SEOUL, South Korea -- Adding an antisense agent to chemotherapy failed to improve survival in patients with previously treated non-small-cell lung cancer (NSCLC), according to a study reported here.
SEOUL, South Korea, Sept. 10 -- Adding an antisense agent to chemotherapy failed to improve survival in patients with previously treated non-small cell lung cancer (NSCLC), according to a study reported here.
Patients treated with docetaxel alone had a median survival of 9.4 months versus 9.0 months in the group that received docetaxel plus oblimersen, an antisense oligonucleotide that targets the Bcl-2 oncogene, Roy Herbst, M.D., of the University of Texas M. D. Anderson Cancer Center in Houston reported at the International Association for the Study of Lung Cancer's world conference.
Time to progression and response rate did not differ between treatment groups either, although oblimersen was associated with more durable responses.
"The study was underpowered for its primary endpoint [survival]," said Dr. Herbst. "A phase III expansion of the study was not performed. On the basis of the data I have presented, it is unlikely that a decision would be made to move forward with a phase III study."
Bcl-2, an antiapoptosis gene, is upregulated and induced in lung cancer, said Dr. Herbst. Oblimersen selectively targets Bcl-2 RNA and decreases levels of Bcl-2 protein. Preclinical studies suggested additive or syngeristic activity when oblimersen was combined with docetaxel. The antisense agent has demonstrated activity in other tumor types.
"Increased response rates were seen in trials of chronic lymphoid leukemia and melanoma when oblimersen was combined with chemotherapy," said Dr. Herbst. "Retrospective analysis suggested that responses were more durable [with oblimersen] in both tumor types."
"However, both trials failed to meet their primary objective of improved overall survival, though each had a trend in that direction," he added.
The current study was a phase II trial that involved 298 patients.
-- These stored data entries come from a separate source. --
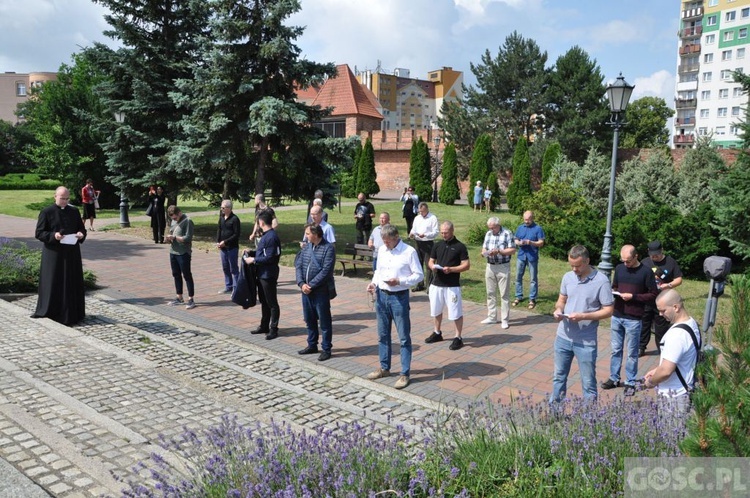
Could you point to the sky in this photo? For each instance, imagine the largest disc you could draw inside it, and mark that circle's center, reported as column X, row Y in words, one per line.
column 637, row 38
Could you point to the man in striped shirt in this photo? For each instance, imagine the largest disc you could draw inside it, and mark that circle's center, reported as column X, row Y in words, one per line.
column 498, row 247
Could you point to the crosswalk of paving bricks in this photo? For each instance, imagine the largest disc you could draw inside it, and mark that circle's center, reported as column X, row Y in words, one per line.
column 80, row 407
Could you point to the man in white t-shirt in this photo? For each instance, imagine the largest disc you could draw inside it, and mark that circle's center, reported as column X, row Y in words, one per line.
column 678, row 354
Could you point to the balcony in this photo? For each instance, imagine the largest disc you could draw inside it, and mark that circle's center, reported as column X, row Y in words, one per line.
column 686, row 103
column 684, row 139
column 690, row 49
column 692, row 32
column 692, row 13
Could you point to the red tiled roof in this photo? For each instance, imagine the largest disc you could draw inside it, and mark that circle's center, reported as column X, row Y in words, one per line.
column 346, row 95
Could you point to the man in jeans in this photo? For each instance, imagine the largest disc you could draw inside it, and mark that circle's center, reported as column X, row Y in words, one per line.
column 634, row 287
column 529, row 239
column 398, row 269
column 585, row 298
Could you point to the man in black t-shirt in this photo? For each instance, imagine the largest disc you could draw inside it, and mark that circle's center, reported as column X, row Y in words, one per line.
column 448, row 259
column 668, row 276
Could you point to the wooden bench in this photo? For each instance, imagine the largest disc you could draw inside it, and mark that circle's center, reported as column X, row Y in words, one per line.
column 361, row 255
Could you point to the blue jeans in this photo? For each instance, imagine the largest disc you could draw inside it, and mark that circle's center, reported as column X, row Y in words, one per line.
column 622, row 328
column 565, row 350
column 393, row 309
column 230, row 266
column 521, row 265
column 180, row 264
column 316, row 306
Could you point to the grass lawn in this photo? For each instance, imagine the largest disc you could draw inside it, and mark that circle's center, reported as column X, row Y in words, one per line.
column 27, row 203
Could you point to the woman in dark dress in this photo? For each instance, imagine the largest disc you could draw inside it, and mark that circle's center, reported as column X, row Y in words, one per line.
column 156, row 199
column 61, row 292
Depending on the results, the study could be expanded to phase III status and enroll 800 patients.
Patients were randomized to oblimersen 7 mg/kg/d by continuous infusion for seven days plus docetaxel 75 mg/m2 on day 5 or to docetaxel alone. The primary endpoint was survival, and secondary endpoints were response rate, response duration, and time to progression.
Patients who received oblimersen had a median time to progression of 3.1 months versus 2.8 months for chemotherapy alone. The overall response rate was 9.6% with oblimersen and 8.6% without.
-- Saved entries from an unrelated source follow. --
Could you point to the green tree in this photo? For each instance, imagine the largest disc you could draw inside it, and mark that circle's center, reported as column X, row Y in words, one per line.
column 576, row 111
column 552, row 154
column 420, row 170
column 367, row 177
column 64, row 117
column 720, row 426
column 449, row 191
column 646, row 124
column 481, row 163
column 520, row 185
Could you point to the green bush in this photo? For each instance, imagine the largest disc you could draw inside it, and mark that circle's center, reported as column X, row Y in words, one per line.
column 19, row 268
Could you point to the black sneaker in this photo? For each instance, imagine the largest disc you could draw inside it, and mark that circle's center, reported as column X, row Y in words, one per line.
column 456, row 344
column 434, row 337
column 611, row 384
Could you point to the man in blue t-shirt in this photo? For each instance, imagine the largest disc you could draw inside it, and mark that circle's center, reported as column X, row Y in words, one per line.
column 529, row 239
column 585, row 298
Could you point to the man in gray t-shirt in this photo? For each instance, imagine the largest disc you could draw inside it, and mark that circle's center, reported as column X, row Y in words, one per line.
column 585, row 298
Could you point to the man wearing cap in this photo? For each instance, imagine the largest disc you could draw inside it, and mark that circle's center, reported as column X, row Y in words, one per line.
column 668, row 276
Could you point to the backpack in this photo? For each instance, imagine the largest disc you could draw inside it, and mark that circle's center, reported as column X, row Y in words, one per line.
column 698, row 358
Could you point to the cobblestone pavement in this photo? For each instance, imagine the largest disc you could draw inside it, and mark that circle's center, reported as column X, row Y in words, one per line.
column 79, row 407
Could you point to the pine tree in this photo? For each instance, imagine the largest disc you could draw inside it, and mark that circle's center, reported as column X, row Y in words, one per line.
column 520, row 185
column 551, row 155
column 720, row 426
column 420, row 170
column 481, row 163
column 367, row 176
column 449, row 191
The number of durable responses (six months or longer) did favor the oblimersen (10 versus two, P=0.015). The median duration of response was seven months with the antisense agent and three months without it.
Patients in the combination arm had more grade 3 - 4 neutropenia, fatigue, dyspnea, pyrexia, and nausea, but the toxicity was manageable, said Dr. Herbst.
The prolonged duration of response with oblimersen should be considered hypothesis-generating and a possible issue for future trials to address, he added.